Ark Invest CEO Cathie Wood speaks during an interview with CNBC at the New York Stock Exchange on February 27, 2023.
Brendan McDermid | Reuters
Cathie Wood of Ark Invest said her flagship innovation fund had reduced its exposure to China to zero as developing markets faced a slowdown.
The tech investor revealed that she ARK Innovation ETFWith nearly $9 billion in assets under management, she has exited stocks that generate income from China and consolidated her portfolio into her favorite investment areas such as tesla, Coinbase, Year and soaring In a downturn in the market.
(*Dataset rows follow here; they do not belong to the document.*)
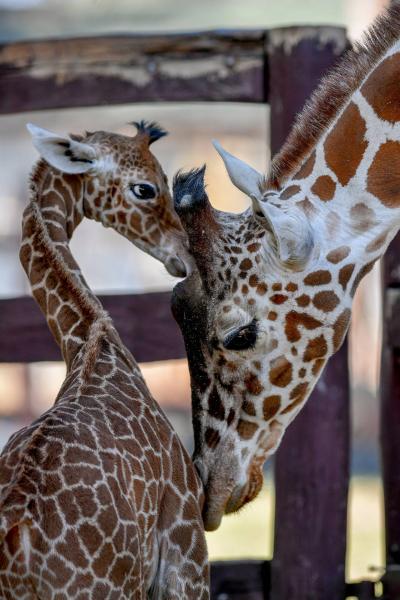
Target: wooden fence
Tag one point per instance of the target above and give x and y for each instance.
(279, 67)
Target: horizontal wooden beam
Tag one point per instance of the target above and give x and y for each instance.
(144, 322)
(117, 69)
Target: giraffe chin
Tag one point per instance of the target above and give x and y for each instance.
(175, 267)
(232, 502)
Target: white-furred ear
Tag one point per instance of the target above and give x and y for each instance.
(243, 176)
(63, 153)
(292, 232)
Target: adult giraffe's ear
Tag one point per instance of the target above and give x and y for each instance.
(291, 232)
(63, 153)
(290, 228)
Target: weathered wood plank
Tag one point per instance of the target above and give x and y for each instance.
(312, 464)
(59, 73)
(144, 322)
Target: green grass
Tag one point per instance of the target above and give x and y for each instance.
(249, 534)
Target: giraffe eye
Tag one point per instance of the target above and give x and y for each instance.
(242, 338)
(143, 191)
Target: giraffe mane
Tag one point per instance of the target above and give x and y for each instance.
(331, 95)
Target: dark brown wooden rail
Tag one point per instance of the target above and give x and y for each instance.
(144, 322)
(210, 66)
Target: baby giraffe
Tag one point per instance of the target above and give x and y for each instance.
(98, 498)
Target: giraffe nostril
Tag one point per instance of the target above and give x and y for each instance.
(175, 267)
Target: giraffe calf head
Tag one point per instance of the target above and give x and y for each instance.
(121, 184)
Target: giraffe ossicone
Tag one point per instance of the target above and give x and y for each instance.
(271, 299)
(98, 497)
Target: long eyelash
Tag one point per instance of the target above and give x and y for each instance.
(243, 338)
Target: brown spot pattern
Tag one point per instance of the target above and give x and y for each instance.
(281, 372)
(246, 429)
(294, 320)
(382, 90)
(324, 187)
(317, 366)
(340, 327)
(383, 179)
(306, 168)
(360, 275)
(253, 384)
(338, 254)
(303, 300)
(246, 264)
(278, 298)
(316, 348)
(326, 301)
(345, 274)
(297, 395)
(377, 243)
(212, 437)
(362, 217)
(349, 134)
(249, 408)
(318, 278)
(271, 405)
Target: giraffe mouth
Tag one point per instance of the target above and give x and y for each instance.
(176, 267)
(216, 506)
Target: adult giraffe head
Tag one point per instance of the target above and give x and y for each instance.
(124, 186)
(271, 299)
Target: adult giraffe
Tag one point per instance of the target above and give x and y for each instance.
(271, 300)
(98, 498)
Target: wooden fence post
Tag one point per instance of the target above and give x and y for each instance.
(312, 465)
(390, 416)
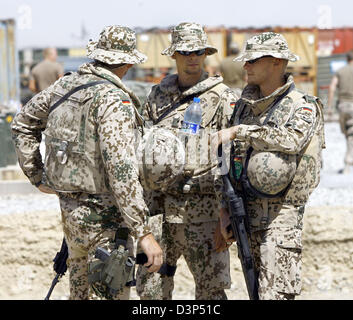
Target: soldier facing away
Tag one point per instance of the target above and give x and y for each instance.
(90, 157)
(343, 81)
(189, 206)
(277, 134)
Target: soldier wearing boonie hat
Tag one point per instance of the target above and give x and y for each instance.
(116, 44)
(189, 37)
(89, 120)
(276, 159)
(189, 205)
(267, 44)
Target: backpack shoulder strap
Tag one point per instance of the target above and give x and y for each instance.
(66, 96)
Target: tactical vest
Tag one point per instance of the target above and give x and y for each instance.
(197, 176)
(308, 161)
(73, 161)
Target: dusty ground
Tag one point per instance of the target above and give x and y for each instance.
(29, 242)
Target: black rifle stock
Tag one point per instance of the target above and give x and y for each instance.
(59, 267)
(238, 225)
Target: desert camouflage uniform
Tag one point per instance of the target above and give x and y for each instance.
(190, 206)
(91, 211)
(295, 128)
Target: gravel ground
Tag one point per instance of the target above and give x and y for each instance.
(35, 219)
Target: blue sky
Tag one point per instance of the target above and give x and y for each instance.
(58, 23)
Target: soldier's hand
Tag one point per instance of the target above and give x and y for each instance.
(45, 189)
(219, 243)
(226, 135)
(153, 252)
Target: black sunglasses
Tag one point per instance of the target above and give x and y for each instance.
(188, 53)
(255, 60)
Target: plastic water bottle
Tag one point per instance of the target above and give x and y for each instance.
(192, 118)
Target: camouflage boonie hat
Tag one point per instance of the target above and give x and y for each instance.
(267, 44)
(116, 44)
(189, 37)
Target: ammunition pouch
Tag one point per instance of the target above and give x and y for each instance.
(112, 271)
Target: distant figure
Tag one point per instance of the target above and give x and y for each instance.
(343, 80)
(45, 72)
(232, 71)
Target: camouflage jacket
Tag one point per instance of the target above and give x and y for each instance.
(197, 202)
(294, 128)
(112, 123)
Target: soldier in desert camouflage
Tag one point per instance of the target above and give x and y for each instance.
(90, 157)
(277, 134)
(190, 207)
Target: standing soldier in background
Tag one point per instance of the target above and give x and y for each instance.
(46, 72)
(278, 134)
(190, 205)
(90, 157)
(233, 73)
(343, 80)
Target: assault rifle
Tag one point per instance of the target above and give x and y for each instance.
(240, 229)
(59, 267)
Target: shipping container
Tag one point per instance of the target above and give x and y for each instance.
(9, 71)
(9, 90)
(334, 41)
(327, 67)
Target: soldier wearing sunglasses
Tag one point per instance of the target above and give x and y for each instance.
(190, 207)
(277, 133)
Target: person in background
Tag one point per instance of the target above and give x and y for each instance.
(233, 73)
(45, 72)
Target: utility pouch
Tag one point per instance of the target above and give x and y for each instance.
(112, 271)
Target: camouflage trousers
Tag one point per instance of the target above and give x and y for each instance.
(277, 252)
(195, 242)
(346, 123)
(83, 235)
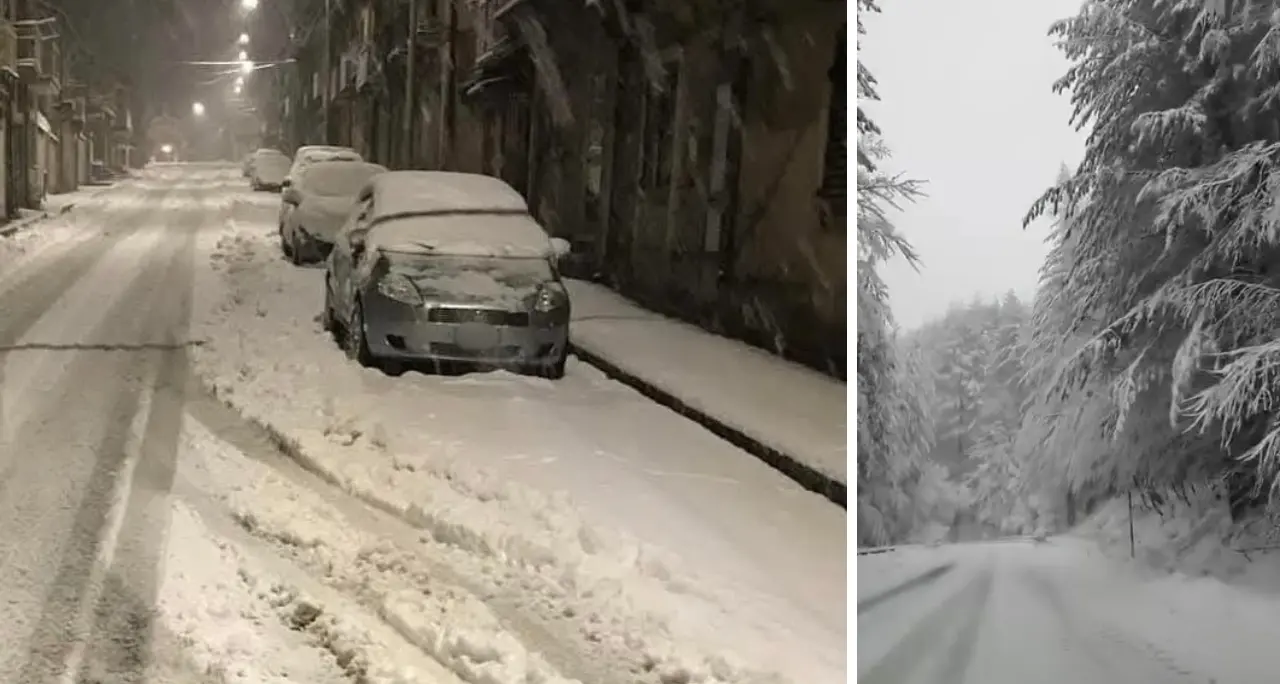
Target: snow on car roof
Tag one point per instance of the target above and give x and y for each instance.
(462, 235)
(341, 177)
(428, 192)
(311, 154)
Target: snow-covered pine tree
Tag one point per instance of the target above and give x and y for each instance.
(1156, 324)
(892, 429)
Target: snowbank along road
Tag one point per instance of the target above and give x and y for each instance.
(197, 486)
(1057, 611)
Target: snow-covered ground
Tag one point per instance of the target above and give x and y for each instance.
(778, 404)
(670, 551)
(1060, 611)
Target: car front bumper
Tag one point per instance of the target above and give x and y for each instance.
(402, 332)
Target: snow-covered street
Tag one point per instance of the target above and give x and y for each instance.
(199, 486)
(1054, 611)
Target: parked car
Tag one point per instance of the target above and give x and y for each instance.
(269, 169)
(321, 196)
(442, 268)
(311, 154)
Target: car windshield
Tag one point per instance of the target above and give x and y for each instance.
(338, 179)
(516, 351)
(315, 156)
(272, 162)
(472, 276)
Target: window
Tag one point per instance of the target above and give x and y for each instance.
(659, 114)
(835, 155)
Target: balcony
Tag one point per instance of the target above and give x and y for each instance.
(8, 46)
(430, 32)
(74, 109)
(123, 126)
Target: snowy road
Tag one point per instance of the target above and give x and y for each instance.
(196, 486)
(1013, 612)
(94, 338)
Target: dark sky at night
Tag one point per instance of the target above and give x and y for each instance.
(150, 40)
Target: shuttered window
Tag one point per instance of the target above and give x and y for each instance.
(835, 156)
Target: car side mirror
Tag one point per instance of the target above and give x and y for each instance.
(357, 242)
(561, 247)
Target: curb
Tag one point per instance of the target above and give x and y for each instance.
(923, 578)
(792, 468)
(292, 450)
(13, 227)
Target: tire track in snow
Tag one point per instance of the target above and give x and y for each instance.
(54, 637)
(59, 632)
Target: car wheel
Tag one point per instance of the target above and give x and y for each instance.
(356, 343)
(327, 320)
(553, 370)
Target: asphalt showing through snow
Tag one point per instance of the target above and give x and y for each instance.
(94, 365)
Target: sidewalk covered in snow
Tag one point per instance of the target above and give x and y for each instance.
(784, 406)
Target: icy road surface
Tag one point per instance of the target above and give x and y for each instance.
(679, 555)
(197, 487)
(1055, 612)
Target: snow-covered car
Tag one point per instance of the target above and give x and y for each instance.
(443, 268)
(321, 196)
(269, 169)
(311, 154)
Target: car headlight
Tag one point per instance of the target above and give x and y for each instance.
(400, 288)
(549, 299)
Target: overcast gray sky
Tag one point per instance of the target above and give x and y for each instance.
(968, 105)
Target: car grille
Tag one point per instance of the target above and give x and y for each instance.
(492, 317)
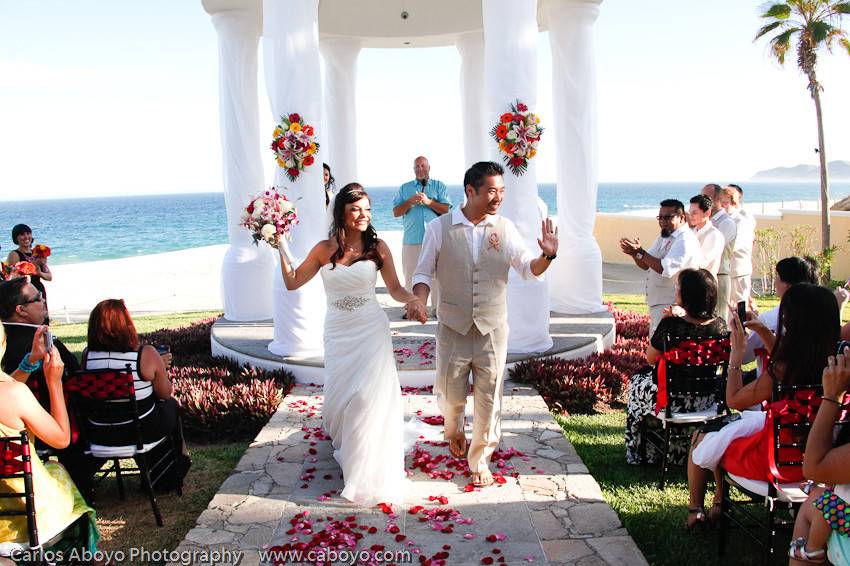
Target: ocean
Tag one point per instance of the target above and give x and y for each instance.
(80, 230)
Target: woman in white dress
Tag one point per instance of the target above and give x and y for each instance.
(363, 411)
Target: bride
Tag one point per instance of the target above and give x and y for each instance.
(363, 411)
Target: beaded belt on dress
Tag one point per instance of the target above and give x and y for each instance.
(350, 302)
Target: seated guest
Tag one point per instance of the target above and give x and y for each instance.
(806, 335)
(22, 237)
(789, 271)
(113, 343)
(57, 500)
(22, 310)
(818, 525)
(692, 317)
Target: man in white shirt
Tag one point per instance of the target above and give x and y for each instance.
(727, 227)
(741, 266)
(677, 248)
(711, 241)
(469, 252)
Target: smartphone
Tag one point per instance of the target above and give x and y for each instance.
(742, 311)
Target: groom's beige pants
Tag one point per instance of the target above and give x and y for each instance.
(483, 356)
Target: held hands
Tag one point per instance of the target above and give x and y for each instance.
(415, 310)
(548, 241)
(836, 376)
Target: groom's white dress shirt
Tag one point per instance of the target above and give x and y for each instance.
(521, 256)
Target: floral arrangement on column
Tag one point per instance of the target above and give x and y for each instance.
(294, 145)
(269, 217)
(518, 134)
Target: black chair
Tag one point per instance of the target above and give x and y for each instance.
(688, 368)
(107, 397)
(16, 463)
(769, 506)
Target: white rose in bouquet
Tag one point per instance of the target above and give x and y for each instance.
(267, 231)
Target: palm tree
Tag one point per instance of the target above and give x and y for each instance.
(813, 24)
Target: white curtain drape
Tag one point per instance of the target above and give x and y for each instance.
(576, 276)
(293, 81)
(247, 270)
(510, 70)
(470, 46)
(340, 55)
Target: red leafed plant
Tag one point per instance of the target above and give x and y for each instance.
(576, 386)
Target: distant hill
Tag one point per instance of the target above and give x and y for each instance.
(838, 171)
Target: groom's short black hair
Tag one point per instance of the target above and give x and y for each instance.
(476, 174)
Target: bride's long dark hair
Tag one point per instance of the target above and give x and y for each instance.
(351, 193)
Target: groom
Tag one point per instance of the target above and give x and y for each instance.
(470, 252)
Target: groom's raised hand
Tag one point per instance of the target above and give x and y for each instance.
(548, 240)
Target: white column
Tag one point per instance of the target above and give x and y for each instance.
(475, 129)
(340, 55)
(510, 54)
(293, 81)
(576, 276)
(246, 272)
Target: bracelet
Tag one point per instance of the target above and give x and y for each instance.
(27, 367)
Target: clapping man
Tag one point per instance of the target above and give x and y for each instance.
(677, 248)
(419, 201)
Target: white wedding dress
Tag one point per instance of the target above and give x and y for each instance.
(363, 411)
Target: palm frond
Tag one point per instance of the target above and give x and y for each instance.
(778, 11)
(780, 44)
(768, 28)
(820, 31)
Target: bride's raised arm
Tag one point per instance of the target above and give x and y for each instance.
(294, 277)
(397, 292)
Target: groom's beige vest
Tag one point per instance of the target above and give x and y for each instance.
(469, 293)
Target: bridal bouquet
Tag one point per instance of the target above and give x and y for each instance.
(269, 217)
(294, 145)
(41, 251)
(518, 134)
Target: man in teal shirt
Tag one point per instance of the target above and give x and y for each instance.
(419, 201)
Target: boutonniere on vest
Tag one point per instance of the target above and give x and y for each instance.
(494, 242)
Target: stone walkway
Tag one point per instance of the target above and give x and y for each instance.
(548, 510)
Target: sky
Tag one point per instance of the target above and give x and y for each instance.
(113, 97)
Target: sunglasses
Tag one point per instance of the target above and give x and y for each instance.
(38, 298)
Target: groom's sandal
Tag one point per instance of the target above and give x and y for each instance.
(482, 479)
(458, 446)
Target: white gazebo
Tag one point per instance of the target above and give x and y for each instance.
(296, 33)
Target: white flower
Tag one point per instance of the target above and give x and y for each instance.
(267, 231)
“As we’ve always done during bear markets, we’ve focused our strategy on the names we’re most confident in, and especially as we focused, the Chinese names came up one by one, so right now, at least in our flagship strategy, we really don’t have China exposure,” Wood said in a pre-recorded investor webinar on Thursday.
ARKK once held stakes in Chinese tech giants Tencent and property websites HKUST Holdings. Wood said her investments in China and other emerging markets reached about 25% in 2020, as she was impressed by China’s initial response to the pandemic.
“We’re looking at fiscal and monetary policy responses around the world and have been impressed by China’s restraint. They haven’t invested heavily in issues. They’ve been very disciplined in their monetary and fiscal policy responses,” Wood said.
The innovative investor said she had reversed her stance on China after Beijing began tightening its grip on the economy by cracking down on the super-rich and the tech sector.
The widely-followed investor said she was particularly concerned about China’s real estate market, which has racked up a lot of debt after more than a decade of rapid expansion.
“It contributed to about 15 years of double-digit real GDP growth … that kind of growth can cover up a lot of sins,” Wood said. “These sins often involve debt, and importantly in real estate, and we do believe that China is facing a day of reckoning in that regard.”
ARK Fintech Innovation ETF (ARKF) Still holds a small stake in the Chinese e-commerce company Jingdongbut it has ditched other Chinese names such as Pinduoduo and Tencent.
However, Wood said she would likely increase her holdings in China-related stocks as the country overcomes tough times and the market enters a new bull cycle.
“More diversification during a bull market, especially as we do more IPOs and as we reconsider some of the companies we let go in our concentration strategy,” Wood said.
Her flagship fund has performed well so far this year, with her main holdings bouncing back from steep losses triggered by rising interest rates. ARKK is up more than 50% in 2023.